Here other filter with picking up the infos from beginning:

take = ["** Ship: ","** Cruise:","** Station:",
      "** Latitude:", "** Longitude:",
      "# start_time ="]

info = ""
lines = []

t=take.pop(0) ## take first marker from beginning of list take
for i in  open("stn001.txt").readlines():
    if lines or i.startswith('*END*'):
        lines.append(i)
    elif i.startswith(t):
            i = i[len(t):]
            info += i.rstrip()
            if take: t=take.pop(0)
lines=lines[1:] ## take out *END* line
for i in  [info+' '+j for j in lines]:
    print i,

Edited by pyTony: n/a

0

Thanx to tonyjv, can I now transfrom myfiles to the desired format.

I added a file open and write function to the code. This works well, but how can I get it to open all the txt files in my folder, transform the data of each file and then save it with the "station" as the filename?

take = ["** Ship: ","** Cruise:","** Station:",
      "** Latitude:", "** Longitude:",
      "# start_time ="]
 
info = ""
lines = []

myfile = open('stn001_transformed.txt', 'w')

t=take.pop(0) ## take first marker from beginning of list take
for i in  open("stn001.txt").readlines():
    if lines or i.startswith('*END*'):
        lines.append(i)
    elif i.startswith(t):
            i = i[len(t):]
            info += i.rstrip()
            if take: t=take.pop(0)
lines=lines[1:] ## take out *END* line
for i in  [info+' '+j for j in lines]:
    myfile.write(i)
myfile.close()
0

How about like this?

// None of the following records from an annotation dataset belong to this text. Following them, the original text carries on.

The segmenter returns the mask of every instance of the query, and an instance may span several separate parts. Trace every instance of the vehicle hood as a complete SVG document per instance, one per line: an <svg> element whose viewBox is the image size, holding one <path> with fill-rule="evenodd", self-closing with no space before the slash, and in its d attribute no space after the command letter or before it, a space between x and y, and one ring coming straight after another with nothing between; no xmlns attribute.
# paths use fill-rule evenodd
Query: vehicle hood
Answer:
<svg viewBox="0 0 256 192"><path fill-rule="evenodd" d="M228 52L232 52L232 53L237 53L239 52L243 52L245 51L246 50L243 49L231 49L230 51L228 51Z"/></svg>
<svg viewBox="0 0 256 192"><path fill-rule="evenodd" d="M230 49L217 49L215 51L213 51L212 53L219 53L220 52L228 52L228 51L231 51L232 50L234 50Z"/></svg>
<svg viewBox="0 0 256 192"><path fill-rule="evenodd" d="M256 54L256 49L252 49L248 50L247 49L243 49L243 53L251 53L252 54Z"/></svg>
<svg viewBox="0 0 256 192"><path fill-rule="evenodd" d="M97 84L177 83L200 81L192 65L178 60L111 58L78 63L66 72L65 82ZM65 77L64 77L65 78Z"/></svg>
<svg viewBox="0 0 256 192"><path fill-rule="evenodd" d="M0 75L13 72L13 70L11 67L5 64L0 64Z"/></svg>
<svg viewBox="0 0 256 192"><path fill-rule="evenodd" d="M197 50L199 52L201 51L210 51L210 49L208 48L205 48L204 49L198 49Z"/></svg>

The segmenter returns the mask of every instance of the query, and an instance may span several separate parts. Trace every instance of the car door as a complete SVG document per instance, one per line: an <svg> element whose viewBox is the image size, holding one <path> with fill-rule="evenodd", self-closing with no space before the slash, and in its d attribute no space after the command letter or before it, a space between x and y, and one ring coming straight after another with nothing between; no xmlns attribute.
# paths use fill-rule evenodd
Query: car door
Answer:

It puts the transformed files in subdirectory transformed (which you can set by changing the trans variable).

import os
trans = 'transformed'
info = ""
lines = []
list_of_tags = ["** Ship: ","** Cruise:","** Station:",
      "** Latitude:", "** Longitude:",
      "# start_time ="]

txt_list = [ x for x in os.listdir(os.curdir) if x.startswith('stn') and x.endswith('.txt') ]
if not os.path.isdir(trans):
    os.mkdir(trans)
for fn in txt_list:
    print fn,
    take = list_of_tags[:] ## copy of tag list because pop is destructive
    t = take.pop(0) ## take first marker from beginning of list take
    for i in  open(fn).readlines():
        if lines or i.startswith('*END*'):
            lines.append(i)
        elif i.startswith(t):
                i = i[len(t):]
                info += i.rstrip()
                if take: t=take.pop(0)
    lines = lines[1:] ## take out *END* line

    myfile = open(os.path.join(trans,fn), 'w')

    for i in  [info+' '+j for j in lines]:
        myfile.write(i)
    myfile.close()

Edited by pyTony: n/a

0

Hi,

Thank you for the response. It works, saves the new text files in the new folder. List all the different files. However, there is a hick-up. It uses the data from the first file (stn001) for the other files. It doesn't use the data from stn002, etc.

0

lines=[] must obviously be moved to right place, it needs to be emptied for every file. I had only one data file and I made copies of that, so I did not notice the omission.

0

Hi. Sorry for the late response. Was away on a trip. I get it to work, using different files but don't know how to empty or dump the previous header information.

1

You should really study little more programming. You only move initialisations inside loop:

import os
trans = 'transformed'
list_of_tags = ["** Ship: ","** Cruise:","** Station:",
      "** Latitude:", "** Longitude:",
      "# start_time ="]

txt_list = [ x for x in os.listdir(os.curdir) if x.startswith('stn') and x.endswith('.txt') ]
if not os.path.isdir(trans):
    os.mkdir(trans)
for fn in txt_list:
    print fn,
    lines = []
    info = ""
    take = list_of_tags[:] ## copy of tag list
    t = take.pop(0) ## take first marker from beginning of list take
    for i in  open(fn).readlines():
        if lines or i.startswith('*END*'):
            lines.append(i)
        elif i.startswith(t):
                i = i[len(t):]
                info += i.rstrip()
                if take: t=take.pop(0)
    lines = lines[1:] ## take out *END* line

    myfile = open(os.path.join(trans,fn), 'w')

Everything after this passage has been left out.